In reporting the news, the US-based Foreign Policy has emphasized that the approval of the related law draft “will also complicate the matters for the United States” and added, “Several key components of the jet are manufactured by Turkish companies, and the U.S. Defense Department estimates it will take two years to find and qualify new suppliers to replace any Turkish firms that are kicked out of the program”. In the report, it has also been underlined that “the main European hub for the F-35’s engine repair and overhaul is in Eskişehir in Turkey.”
In a letter that he addressed to the US Congress, the US Secretary of Defense James Mattis objected to the related law draft and wrote that the delivery of F-35 jets to Turkey should not be stopped, stating that such an act would damage the supply chain.
What does the law foresee?
In 90 days after the law draft is approved by the President and becomes a law, the US Department of Defense has to prepare a report regarding the state of military and political relations between the US and Turkey and submit it to the Congress. Until the report is submitted to the Congress, the delivery of F-35 jets to Turkey will be stopped.
The role of H.A.L.C.
The Hellenic American Leadership Council (HALC) praised the signing into law of the John S. McCain National Defense Authorization Act for Fiscal Year 2019 (NDAA). HALC, along with allied advocacy organizations and foreign policy experts, has long sounded the alarm over the transfer of F-35 technology to Turkey’s authoritarian regime, a regime “…which has engaged in provocative and belligerent behavior towards Greece, Cyprus and Israel, has actively undermined U.S. anti-terrorism efforts in the region, and has engaged in hostage diplomacy by unjustifiably detaining American and Greek citizens”.

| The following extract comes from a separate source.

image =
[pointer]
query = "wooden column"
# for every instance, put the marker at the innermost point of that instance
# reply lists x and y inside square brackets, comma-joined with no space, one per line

The passage of these provisions in the NDAA is a major success for HALC’s members who have rallied over the past several months to block the transfer of F-35s to Turkey. In partnership with the Armenian National Committee of America and In Defense of Christians, HALC members across the country contacted Congress urging lawmakers to hold Turkey accountable and prevent the transfer of F-35s at a time when Turkey has made clear its intention to continue to act against the interests of the United States, NATO and its allies.
Specially, HALC thanks Senators Chris Van Hollen (D-MD), Thom Tillis (R-NC), Jean Shaheen (D-NH) and James Lankford (R-OK), as well as Representatives John Sarbanes (D-MD), Gus Bilirakis (R-FL), David Cicilline (D-RI) and Adam Smith (D-WA) for their steadfast commitment to this issue and to security in the region.